A. D. - Il vient d’un poème de Kateb Yacine, Poussière de juillet : « Le sang reprend racine / Oui / Nous avons tout oublié / Mais notre terre / En enfance tombée / Sa vieille ardeur se rallume / Et même fusillés / Les hommes s’arrachent la terre / Et même fusillés / Ils tirent la terre à eux / Comme une couverture / Et bientôt les vivants n’auront plus où dormir. »
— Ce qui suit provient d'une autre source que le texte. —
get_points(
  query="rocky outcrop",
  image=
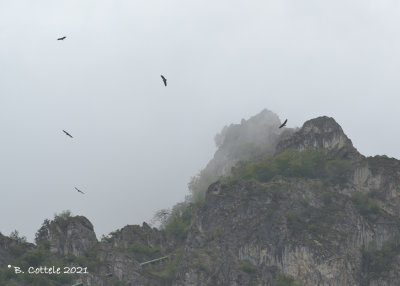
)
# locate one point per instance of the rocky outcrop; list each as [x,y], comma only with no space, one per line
[323,230]
[71,236]
[321,132]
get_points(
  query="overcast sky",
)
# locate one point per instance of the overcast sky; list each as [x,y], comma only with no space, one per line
[137,143]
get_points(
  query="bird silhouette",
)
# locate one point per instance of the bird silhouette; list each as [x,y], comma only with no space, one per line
[164,80]
[283,124]
[66,133]
[79,190]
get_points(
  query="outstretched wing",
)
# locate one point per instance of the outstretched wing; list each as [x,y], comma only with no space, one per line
[79,190]
[66,133]
[164,80]
[283,124]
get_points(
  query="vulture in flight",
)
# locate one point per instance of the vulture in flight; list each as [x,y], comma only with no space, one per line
[283,124]
[66,133]
[79,190]
[164,80]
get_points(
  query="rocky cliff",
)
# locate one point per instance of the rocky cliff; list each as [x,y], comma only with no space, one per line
[312,212]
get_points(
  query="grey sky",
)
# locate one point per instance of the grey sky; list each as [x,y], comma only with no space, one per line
[138,143]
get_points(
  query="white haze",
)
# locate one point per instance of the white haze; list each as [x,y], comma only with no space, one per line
[137,143]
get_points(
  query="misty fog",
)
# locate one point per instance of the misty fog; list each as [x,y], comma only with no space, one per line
[137,144]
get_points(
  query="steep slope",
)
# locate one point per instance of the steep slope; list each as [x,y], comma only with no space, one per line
[308,209]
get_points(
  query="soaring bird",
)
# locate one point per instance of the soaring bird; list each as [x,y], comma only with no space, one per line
[79,190]
[164,80]
[66,133]
[283,124]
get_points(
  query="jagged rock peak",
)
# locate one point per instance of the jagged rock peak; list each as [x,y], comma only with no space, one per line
[320,132]
[71,235]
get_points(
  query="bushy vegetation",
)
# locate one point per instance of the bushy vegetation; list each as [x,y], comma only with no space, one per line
[34,258]
[165,273]
[142,252]
[310,163]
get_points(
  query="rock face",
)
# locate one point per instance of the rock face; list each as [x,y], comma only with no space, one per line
[9,246]
[338,226]
[321,132]
[73,236]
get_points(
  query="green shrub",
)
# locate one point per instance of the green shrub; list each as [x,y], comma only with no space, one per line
[142,252]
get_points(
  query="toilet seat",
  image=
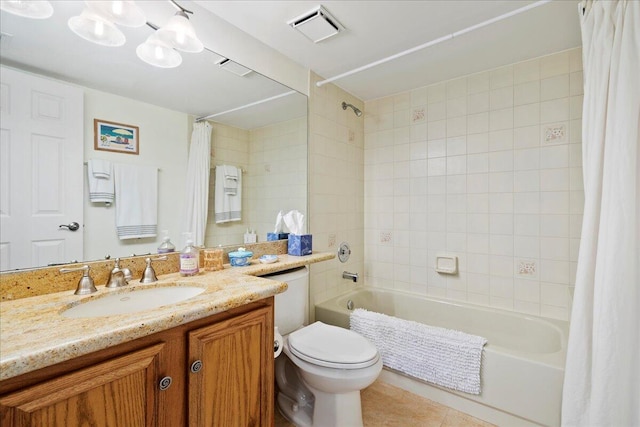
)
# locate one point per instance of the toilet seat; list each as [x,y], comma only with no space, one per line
[332,347]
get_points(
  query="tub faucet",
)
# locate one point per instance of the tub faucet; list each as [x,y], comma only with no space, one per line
[352,276]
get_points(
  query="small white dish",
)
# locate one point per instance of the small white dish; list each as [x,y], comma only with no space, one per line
[268,259]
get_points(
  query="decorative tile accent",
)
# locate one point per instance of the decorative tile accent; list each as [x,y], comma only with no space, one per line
[331,241]
[526,268]
[418,115]
[555,133]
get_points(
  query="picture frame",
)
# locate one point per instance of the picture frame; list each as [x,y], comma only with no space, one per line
[116,137]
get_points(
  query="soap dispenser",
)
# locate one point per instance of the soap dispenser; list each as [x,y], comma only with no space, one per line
[189,259]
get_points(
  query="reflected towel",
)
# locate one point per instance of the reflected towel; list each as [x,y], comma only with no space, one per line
[136,201]
[231,174]
[228,207]
[101,183]
[441,356]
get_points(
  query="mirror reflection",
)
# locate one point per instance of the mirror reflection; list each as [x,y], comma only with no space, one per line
[266,140]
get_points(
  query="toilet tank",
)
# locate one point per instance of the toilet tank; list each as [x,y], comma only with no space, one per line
[292,306]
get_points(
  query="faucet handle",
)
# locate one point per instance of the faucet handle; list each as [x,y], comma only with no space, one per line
[85,285]
[149,274]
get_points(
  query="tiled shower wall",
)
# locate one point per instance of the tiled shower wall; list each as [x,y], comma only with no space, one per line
[488,168]
[274,159]
[336,182]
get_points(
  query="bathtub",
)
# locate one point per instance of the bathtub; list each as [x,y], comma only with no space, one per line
[523,361]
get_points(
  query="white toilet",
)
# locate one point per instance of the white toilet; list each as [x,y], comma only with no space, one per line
[322,367]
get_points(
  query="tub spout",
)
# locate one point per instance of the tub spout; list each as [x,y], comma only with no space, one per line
[352,276]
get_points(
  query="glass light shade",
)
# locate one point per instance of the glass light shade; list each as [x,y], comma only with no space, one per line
[121,12]
[157,53]
[28,9]
[92,27]
[180,34]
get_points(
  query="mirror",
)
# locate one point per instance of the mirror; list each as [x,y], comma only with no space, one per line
[268,140]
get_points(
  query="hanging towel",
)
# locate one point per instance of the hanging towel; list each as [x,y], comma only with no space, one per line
[230,180]
[441,356]
[136,201]
[228,207]
[101,186]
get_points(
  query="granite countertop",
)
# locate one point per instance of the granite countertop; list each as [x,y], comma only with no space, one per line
[34,334]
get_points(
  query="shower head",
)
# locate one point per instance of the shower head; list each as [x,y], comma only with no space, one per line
[353,107]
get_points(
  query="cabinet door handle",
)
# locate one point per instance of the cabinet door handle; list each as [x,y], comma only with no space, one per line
[165,383]
[196,366]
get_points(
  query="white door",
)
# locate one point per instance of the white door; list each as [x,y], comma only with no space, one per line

Il évoque le poids des morts de la guerre d’indépendance qui empêche les vivants de vivre. En isolant ce syntagme « bientôt les vivants », on retourne le poids un peu tragique du poème et on va vers quelque chose de plus lumineux qui est, je crois, le trajet du roman.

 

En quoi les romans sont-ils nécessaires pour raconter les événements tragiques de l’Histoire ?

A. D. - Parce que je crois qu’on ne comprend rien à cette guerre si on fait une entrée par l’idéologie. Il faut s’intéresser à des trajectoires individuelles, des chemins d’existence qui se trouvent percutés par les événements, pour toutes sortes de raisons, pas toujours politiques ou idéologiques. Les raconter à hauteur d’hommes, c’est se placer à côté de personnages qui ne savent pas comment l’histoire va se terminer.

 

 

Le roman s’ouvre sur une soirée ordinaire dans le village de Sidi Youssef jusqu’à l’irruption de la violence aveugle. Avant cela, il y aura eu la vie ordinaire de Selma et de sa famille, de sa jolie cousine Maya, du troublant Adel, palefrenier au centre équestre où la jeune fille rencontre Sheitan, le cheval terrible qu’elle se met en devoir de sauver. Peut-être pour oublier les tensions de plus en plus fortes entre son père et son oncle autour des événements qui agitent le pays. À travers ces trajectoires, absolument incarnées et profondément métaphoriques, Amina Damerdji réussit à éclairer une des tragédies de l’Algérie contemporaine d’une intelligence subtile et d’une sensibilité lumineuse.